3.2 The FAIR Principles apply to both data and metadata

The 15 guiding FAIR Principles refer to the ‘(meta-)data’. What does that mean? On the one hand, they apply to the actual data elements (bit sequences). Examples of these include a text, a file, an image, source code of software, a 3D model, a service, or time series (audio signals). They can also refer to an aggregate of many units, which itself can be individually addressed, such as a database, a digitized book, the digitized materials of an estate, a recording system, software, or a research data publication with multiple components.

Metadata describes the properties of other data. It provides information about their content, properties, or structure, indicating the contexts in which they are found or how they can be used.

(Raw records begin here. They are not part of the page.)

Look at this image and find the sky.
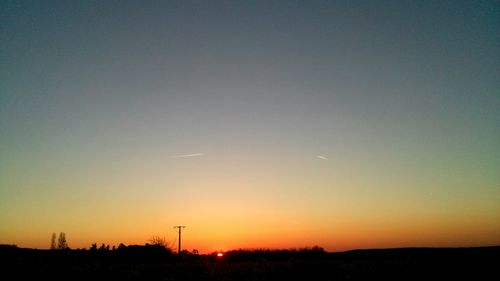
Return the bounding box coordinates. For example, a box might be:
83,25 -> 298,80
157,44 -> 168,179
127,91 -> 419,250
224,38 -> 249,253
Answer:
0,0 -> 500,252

In the process of implementing the FAIR Principles, data and metadata take on different functions. The methods used to make data and the corresponding metadata FAIR can differ, and the degree of FAIRness can vary between the two components. Therefore, it is first necessary to identify the two components and structure them as digital objects (DO).

Digital objects as organisational units

A digital object is initially ‘an object composed of a sequence of bit sequences’. This means that any file can be considered a digital object. Some digital objects can be structured in a simple way, such as a text file. A video, which consists of multiple elements (video track, audio track, container file, and possibly others), can be considered a complex digital object.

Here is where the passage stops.